Brainy ESPN Insider looks at some data concerning why James Harden is one of the best players in the league, and puts his free throw shooting in context:

Entering Monday, he has attempted a league-leading 510 free throws. That puts him 45 ahead of second-place Kevin Durant (465). More impressive is that only five other players have even attempted more than 300 free throws this season — Dwight Howard (411), Bryant (374), Russell Westbrook (336), James (312) and Anthony (302). Harden is attempting a league-best 10.0 free throws per game and shooting 85.5 percent from the line, giving Houston a big advantage in the final minutes of close contests.
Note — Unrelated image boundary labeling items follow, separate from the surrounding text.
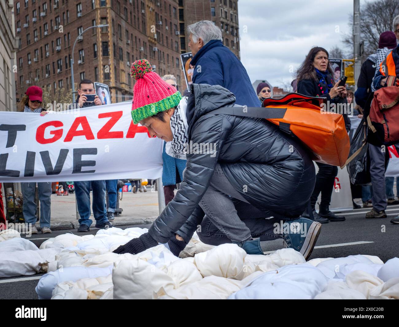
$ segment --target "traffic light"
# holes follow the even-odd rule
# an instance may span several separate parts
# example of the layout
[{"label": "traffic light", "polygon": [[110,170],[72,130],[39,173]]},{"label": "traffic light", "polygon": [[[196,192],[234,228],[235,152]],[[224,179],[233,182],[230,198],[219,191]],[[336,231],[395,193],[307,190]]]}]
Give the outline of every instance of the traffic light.
[{"label": "traffic light", "polygon": [[345,67],[345,76],[348,76],[346,83],[350,85],[355,85],[355,74],[354,72],[353,64],[351,63]]}]

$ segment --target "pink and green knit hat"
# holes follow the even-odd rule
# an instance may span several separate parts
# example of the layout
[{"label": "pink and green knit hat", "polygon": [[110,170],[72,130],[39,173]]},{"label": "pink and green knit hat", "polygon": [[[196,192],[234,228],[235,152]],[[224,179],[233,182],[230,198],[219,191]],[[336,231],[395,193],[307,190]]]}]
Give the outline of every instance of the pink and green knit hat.
[{"label": "pink and green knit hat", "polygon": [[135,124],[140,120],[177,107],[182,95],[174,87],[152,71],[145,59],[132,65],[130,75],[137,82],[133,88],[132,118]]}]

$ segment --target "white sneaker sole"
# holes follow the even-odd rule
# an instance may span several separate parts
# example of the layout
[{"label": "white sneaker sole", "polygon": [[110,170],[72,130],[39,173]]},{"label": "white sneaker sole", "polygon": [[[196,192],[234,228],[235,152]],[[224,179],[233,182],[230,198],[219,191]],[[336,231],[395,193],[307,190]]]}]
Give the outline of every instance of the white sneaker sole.
[{"label": "white sneaker sole", "polygon": [[[308,230],[308,233],[306,234],[306,237],[303,242],[303,245],[299,251],[299,253],[303,256],[306,260],[308,260],[308,258],[312,254],[317,239],[318,238],[321,228],[321,224],[318,222],[313,222]],[[283,244],[284,248],[288,248],[285,241],[283,241]]]}]

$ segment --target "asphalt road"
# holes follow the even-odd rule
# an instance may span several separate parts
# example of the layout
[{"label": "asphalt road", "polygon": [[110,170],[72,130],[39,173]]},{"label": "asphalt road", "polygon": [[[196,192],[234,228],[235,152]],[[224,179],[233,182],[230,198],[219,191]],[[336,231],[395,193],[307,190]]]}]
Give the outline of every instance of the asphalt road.
[{"label": "asphalt road", "polygon": [[[399,214],[399,205],[388,206],[386,210],[388,218],[383,219],[366,219],[365,215],[369,210],[361,208],[341,213],[340,215],[346,216],[345,221],[323,224],[310,259],[367,254],[377,256],[385,262],[391,258],[399,257],[399,225],[390,222],[392,218]],[[125,227],[144,228],[149,226],[135,225]],[[97,230],[92,228],[85,234],[95,234]],[[77,234],[76,230],[57,231],[51,234],[32,235],[29,239],[39,247],[49,237],[67,232]],[[278,240],[271,242],[267,250],[272,251],[282,247],[282,241]],[[42,274],[0,279],[0,299],[37,299],[35,287]]]}]

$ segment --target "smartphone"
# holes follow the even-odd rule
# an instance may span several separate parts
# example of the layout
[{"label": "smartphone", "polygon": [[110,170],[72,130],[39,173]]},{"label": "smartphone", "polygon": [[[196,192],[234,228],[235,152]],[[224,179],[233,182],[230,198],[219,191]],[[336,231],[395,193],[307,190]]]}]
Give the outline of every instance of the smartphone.
[{"label": "smartphone", "polygon": [[86,102],[94,102],[94,99],[96,97],[95,94],[85,94],[85,96],[86,97],[87,99],[86,100]]},{"label": "smartphone", "polygon": [[338,86],[345,86],[346,83],[346,80],[348,79],[348,76],[342,76],[341,77],[341,81],[338,84]]}]

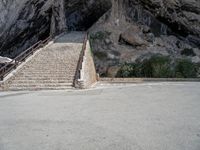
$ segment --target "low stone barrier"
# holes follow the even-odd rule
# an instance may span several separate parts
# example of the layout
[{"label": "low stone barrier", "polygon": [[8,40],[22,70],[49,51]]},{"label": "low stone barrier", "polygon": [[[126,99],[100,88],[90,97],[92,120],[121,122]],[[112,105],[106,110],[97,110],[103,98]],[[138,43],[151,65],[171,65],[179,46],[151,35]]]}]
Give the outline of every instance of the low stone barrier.
[{"label": "low stone barrier", "polygon": [[105,83],[200,82],[200,78],[100,78]]},{"label": "low stone barrier", "polygon": [[83,57],[82,69],[80,71],[80,79],[78,80],[78,86],[81,89],[91,87],[97,82],[97,74],[94,65],[93,56],[90,50],[89,41],[86,44],[86,52]]}]

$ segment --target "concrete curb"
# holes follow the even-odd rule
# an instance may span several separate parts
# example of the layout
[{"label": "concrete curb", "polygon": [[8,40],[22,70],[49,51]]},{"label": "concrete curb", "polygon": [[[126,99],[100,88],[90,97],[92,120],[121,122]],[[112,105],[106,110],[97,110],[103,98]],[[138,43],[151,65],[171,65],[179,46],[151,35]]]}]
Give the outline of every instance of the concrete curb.
[{"label": "concrete curb", "polygon": [[104,83],[200,82],[200,78],[100,78]]}]

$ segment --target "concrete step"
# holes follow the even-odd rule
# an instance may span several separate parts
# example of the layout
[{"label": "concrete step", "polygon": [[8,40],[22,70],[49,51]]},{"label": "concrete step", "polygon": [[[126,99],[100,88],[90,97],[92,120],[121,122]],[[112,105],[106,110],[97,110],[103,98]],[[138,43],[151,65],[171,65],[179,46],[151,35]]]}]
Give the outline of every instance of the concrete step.
[{"label": "concrete step", "polygon": [[14,80],[12,84],[59,84],[73,83],[73,80]]},{"label": "concrete step", "polygon": [[9,87],[10,91],[37,91],[37,90],[72,90],[72,86],[63,87]]},{"label": "concrete step", "polygon": [[10,87],[67,87],[73,86],[73,83],[21,83],[21,84],[11,84]]}]

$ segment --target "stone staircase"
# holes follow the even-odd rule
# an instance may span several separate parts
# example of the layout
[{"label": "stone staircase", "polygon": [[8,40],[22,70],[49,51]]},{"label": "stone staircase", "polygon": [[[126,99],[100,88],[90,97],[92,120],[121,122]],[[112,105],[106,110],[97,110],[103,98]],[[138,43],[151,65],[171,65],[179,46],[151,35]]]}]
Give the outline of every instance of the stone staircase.
[{"label": "stone staircase", "polygon": [[38,51],[7,83],[8,90],[65,90],[73,88],[85,33],[63,34]]}]

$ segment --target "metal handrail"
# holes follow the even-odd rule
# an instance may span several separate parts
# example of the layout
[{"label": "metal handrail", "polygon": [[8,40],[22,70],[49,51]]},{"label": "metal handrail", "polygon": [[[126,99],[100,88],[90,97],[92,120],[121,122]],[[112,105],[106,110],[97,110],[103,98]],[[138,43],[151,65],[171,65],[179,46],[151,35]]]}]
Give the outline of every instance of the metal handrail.
[{"label": "metal handrail", "polygon": [[0,80],[3,80],[12,70],[16,69],[21,62],[25,61],[30,55],[33,55],[37,49],[45,46],[50,40],[50,36],[43,41],[40,40],[39,42],[26,49],[21,54],[19,54],[17,57],[15,57],[11,62],[1,67]]},{"label": "metal handrail", "polygon": [[77,64],[76,74],[75,74],[75,78],[74,78],[74,86],[76,86],[76,82],[81,78],[81,70],[83,68],[83,66],[82,66],[83,58],[86,54],[87,40],[88,40],[88,33],[86,33],[86,35],[85,35],[82,50],[81,50],[81,53],[80,53],[80,56],[79,56],[79,61],[78,61],[78,64]]}]

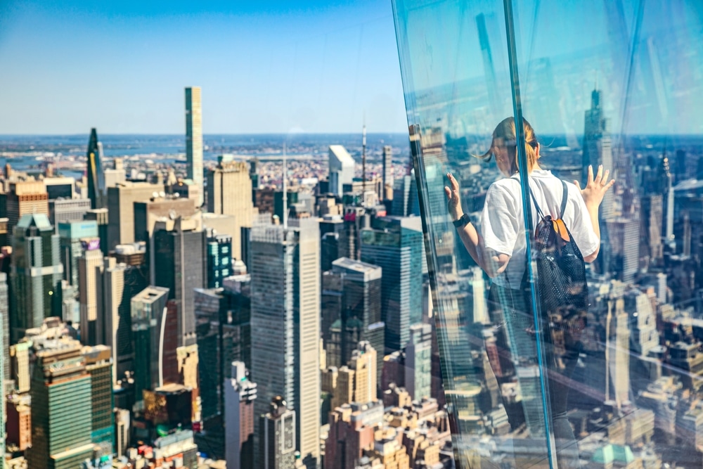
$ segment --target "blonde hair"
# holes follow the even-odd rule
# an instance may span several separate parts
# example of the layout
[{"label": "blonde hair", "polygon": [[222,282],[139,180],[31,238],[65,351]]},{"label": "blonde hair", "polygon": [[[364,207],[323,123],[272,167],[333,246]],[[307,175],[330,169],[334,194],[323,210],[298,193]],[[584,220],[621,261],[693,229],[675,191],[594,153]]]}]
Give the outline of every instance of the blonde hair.
[{"label": "blonde hair", "polygon": [[[522,118],[522,129],[525,134],[525,153],[527,155],[527,172],[532,172],[535,164],[537,162],[537,136],[534,134],[534,129],[526,119]],[[520,165],[517,162],[517,146],[515,131],[515,120],[514,117],[506,117],[501,121],[501,123],[496,127],[493,131],[493,142],[491,148],[483,155],[478,158],[482,160],[489,160],[493,155],[493,149],[496,146],[496,141],[498,139],[503,141],[503,144],[508,147],[508,155],[512,157],[510,163],[510,170],[512,174],[518,172]]]}]

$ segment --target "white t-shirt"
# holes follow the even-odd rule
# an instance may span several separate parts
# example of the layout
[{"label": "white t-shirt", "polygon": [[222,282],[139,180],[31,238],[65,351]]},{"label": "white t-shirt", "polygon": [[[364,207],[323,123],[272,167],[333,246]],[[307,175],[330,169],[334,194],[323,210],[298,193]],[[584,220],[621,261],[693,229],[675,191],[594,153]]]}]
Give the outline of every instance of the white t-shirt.
[{"label": "white t-shirt", "polygon": [[[569,199],[562,217],[559,213],[564,193],[561,180],[550,171],[535,169],[529,181],[543,214],[564,220],[584,257],[595,252],[600,240],[593,231],[591,216],[578,188],[570,182],[566,183]],[[520,175],[516,174],[491,184],[486,194],[480,231],[488,251],[482,255],[494,255],[490,253],[492,250],[510,256],[505,274],[496,276],[494,281],[515,289],[520,288],[524,273],[526,250],[522,193],[519,182]],[[532,224],[536,226],[537,211],[531,200],[530,206]]]}]

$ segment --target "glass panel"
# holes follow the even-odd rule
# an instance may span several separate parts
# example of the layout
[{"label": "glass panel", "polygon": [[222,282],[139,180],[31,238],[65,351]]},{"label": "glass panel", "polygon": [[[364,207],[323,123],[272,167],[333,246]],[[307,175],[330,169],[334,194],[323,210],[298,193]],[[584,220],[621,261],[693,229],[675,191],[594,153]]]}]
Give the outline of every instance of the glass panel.
[{"label": "glass panel", "polygon": [[[458,465],[701,467],[703,6],[397,0],[394,10]],[[531,124],[538,150],[530,131],[492,138],[511,115]],[[489,149],[508,155],[502,173],[496,158],[472,158]],[[529,172],[530,154],[529,184],[505,180],[520,165]],[[601,195],[579,190],[601,165],[616,183],[599,210]],[[474,227],[461,229],[465,243],[447,214],[449,172]],[[585,263],[549,274],[537,260],[530,189]],[[474,234],[472,256],[463,245]],[[501,253],[496,276],[487,259]],[[588,296],[558,309],[565,284],[546,285],[560,270],[579,285],[583,264]]]},{"label": "glass panel", "polygon": [[[548,464],[536,342],[525,332],[531,316],[519,307],[504,314],[503,292],[489,295],[444,188],[451,172],[478,225],[489,186],[503,177],[494,160],[471,156],[489,150],[496,124],[512,113],[503,3],[396,1],[395,13],[455,458],[460,467]],[[524,245],[520,226],[513,241],[522,236]]]}]

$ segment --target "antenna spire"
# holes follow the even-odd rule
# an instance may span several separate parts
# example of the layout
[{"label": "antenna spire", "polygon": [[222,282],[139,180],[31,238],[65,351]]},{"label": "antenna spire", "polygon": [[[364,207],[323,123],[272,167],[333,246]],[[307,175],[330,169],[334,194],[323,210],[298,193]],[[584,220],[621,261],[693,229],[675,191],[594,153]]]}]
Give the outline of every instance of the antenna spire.
[{"label": "antenna spire", "polygon": [[288,189],[285,180],[288,178],[288,167],[285,165],[285,142],[283,142],[283,230],[288,229]]},{"label": "antenna spire", "polygon": [[363,113],[363,127],[361,129],[361,178],[363,193],[366,193],[366,113]]}]

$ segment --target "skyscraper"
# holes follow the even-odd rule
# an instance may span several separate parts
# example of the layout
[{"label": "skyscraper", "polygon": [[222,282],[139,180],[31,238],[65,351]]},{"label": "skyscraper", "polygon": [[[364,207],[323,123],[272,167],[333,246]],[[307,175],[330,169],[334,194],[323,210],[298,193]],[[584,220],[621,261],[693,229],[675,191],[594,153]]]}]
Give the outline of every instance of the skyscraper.
[{"label": "skyscraper", "polygon": [[[332,271],[323,276],[322,323],[336,327],[339,340],[333,342],[329,331],[328,365],[341,366],[352,359],[359,342],[368,341],[377,352],[377,378],[383,368],[385,325],[381,321],[381,268],[341,257],[332,263]],[[338,326],[335,323],[339,321]],[[339,350],[335,353],[335,350]]]},{"label": "skyscraper", "polygon": [[11,182],[10,191],[0,196],[5,199],[7,232],[11,234],[14,233],[15,226],[25,215],[49,215],[49,193],[41,181]]},{"label": "skyscraper", "polygon": [[30,468],[75,469],[93,456],[91,375],[77,340],[36,353],[32,374]]},{"label": "skyscraper", "polygon": [[252,229],[252,380],[257,415],[276,396],[295,411],[294,446],[311,468],[320,454],[319,226],[290,224]]},{"label": "skyscraper", "polygon": [[117,262],[115,257],[103,259],[103,276],[98,282],[98,307],[105,325],[105,345],[112,354],[112,382],[132,371],[134,349],[132,347],[131,302],[148,285],[143,266]]},{"label": "skyscraper", "polygon": [[61,262],[63,263],[63,279],[74,287],[78,282],[78,259],[83,255],[82,239],[98,236],[96,221],[63,221],[58,224],[59,245]]},{"label": "skyscraper", "polygon": [[386,354],[401,350],[423,317],[423,233],[417,217],[386,217],[361,230],[361,260],[382,269]]},{"label": "skyscraper", "polygon": [[[604,171],[610,169],[611,175],[613,175],[615,169],[613,167],[610,122],[603,115],[600,105],[601,94],[600,90],[593,89],[591,94],[591,109],[586,111],[581,161],[583,174],[581,176],[581,184],[585,184],[588,180],[589,165],[593,167],[594,176],[599,165],[603,165]],[[604,220],[609,219],[614,214],[612,193],[612,191],[608,191],[601,205],[600,211]]]},{"label": "skyscraper", "polygon": [[[0,390],[11,379],[10,377],[10,301],[7,274],[0,272]],[[5,395],[7,393],[4,393]],[[4,407],[3,408],[4,409]],[[1,425],[0,425],[1,427]],[[0,453],[1,454],[1,453]]]},{"label": "skyscraper", "polygon": [[224,380],[225,447],[227,467],[248,469],[254,467],[254,401],[257,385],[247,377],[241,361],[231,364],[231,378]]},{"label": "skyscraper", "polygon": [[[10,316],[8,314],[7,276],[4,272],[0,272],[0,455],[5,454],[5,412],[6,409],[6,396],[8,394],[5,391],[5,387],[10,379],[10,338],[8,329],[8,321]],[[4,456],[0,469],[4,468]]]},{"label": "skyscraper", "polygon": [[353,401],[367,404],[376,400],[376,359],[380,354],[363,340],[352,352],[349,368],[354,371]]},{"label": "skyscraper", "polygon": [[155,285],[168,288],[169,300],[176,302],[178,347],[195,343],[193,289],[207,280],[205,248],[206,233],[198,231],[195,220],[179,217],[155,226],[151,269]]},{"label": "skyscraper", "polygon": [[259,469],[295,469],[295,412],[281,396],[274,396],[269,411],[261,416]]},{"label": "skyscraper", "polygon": [[341,145],[330,145],[329,165],[330,192],[335,195],[342,195],[344,184],[351,184],[354,181],[354,158]]},{"label": "skyscraper", "polygon": [[209,231],[207,236],[208,288],[219,288],[222,281],[232,275],[232,237],[216,235]]},{"label": "skyscraper", "polygon": [[393,198],[393,148],[383,147],[383,193],[382,200]]},{"label": "skyscraper", "polygon": [[122,182],[108,188],[108,250],[134,242],[134,203],[148,200],[162,184]]},{"label": "skyscraper", "polygon": [[134,344],[134,392],[137,401],[142,392],[163,384],[162,357],[167,326],[168,288],[148,287],[131,300],[131,330]]},{"label": "skyscraper", "polygon": [[44,318],[61,314],[58,235],[45,214],[27,214],[15,227],[10,282],[11,340],[17,342]]},{"label": "skyscraper", "polygon": [[83,218],[86,221],[90,220],[98,224],[98,237],[100,238],[100,249],[103,251],[103,255],[108,255],[108,252],[109,251],[109,240],[108,239],[109,216],[108,215],[108,209],[98,208],[88,210],[83,216]]},{"label": "skyscraper", "polygon": [[88,198],[91,208],[103,208],[105,204],[105,176],[103,174],[103,146],[98,141],[98,133],[91,129],[88,151],[86,154],[88,166]]},{"label": "skyscraper", "polygon": [[112,351],[105,345],[84,347],[86,371],[91,379],[91,439],[103,454],[112,454],[115,399],[112,394]]},{"label": "skyscraper", "polygon": [[103,266],[100,238],[81,240],[83,255],[78,259],[78,296],[81,308],[81,342],[105,344],[104,318],[98,314],[98,283]]},{"label": "skyscraper", "polygon": [[420,215],[420,199],[418,198],[418,184],[415,181],[414,172],[396,179],[391,214],[397,217]]},{"label": "skyscraper", "polygon": [[432,354],[432,326],[425,323],[411,326],[410,340],[405,347],[405,388],[413,400],[430,396]]},{"label": "skyscraper", "polygon": [[202,205],[202,108],[200,87],[186,89],[186,160],[188,179],[200,186]]},{"label": "skyscraper", "polygon": [[218,158],[217,166],[207,173],[207,209],[212,213],[234,216],[232,257],[241,259],[242,227],[252,226],[254,204],[250,167],[244,162],[232,161],[226,155]]}]

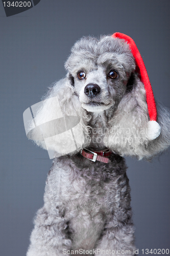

BrainierThis article by the San Diego State University MBA program breaks down the statistical improbability of what the Rockets did to the Warriors last week. Put your thinking cap on:

Statistically speaking we can expect a majority of our outcomes to fall within two standard deviations of the mean (our average).  This means, that if the Rockets took 40 threes, we could expect them to make, on average, 14.  But, if the Rockets shot 40 three-pointers a game for a whole season we could expect to see a majority of the results fall within plus or minus two standard deviations of our average; meaning the majority of our results would be in the range of 9–20 three pointers made per game when attempting 40 threes (note: our exact range is 8.1 to 20.1, but because our low range number is greater than 8 we cannot use 8 in our assumption).

This means the Rockets would only have a 2% chance of hitting our ‘high’ range number of 20 made threes.  The Rockets’ 23 makes were three standard deviations above the average.  As proven above, that has a 99.8% chance of NOT happening.

Brainiest – Jeremy Lin went to Harvard, y’all.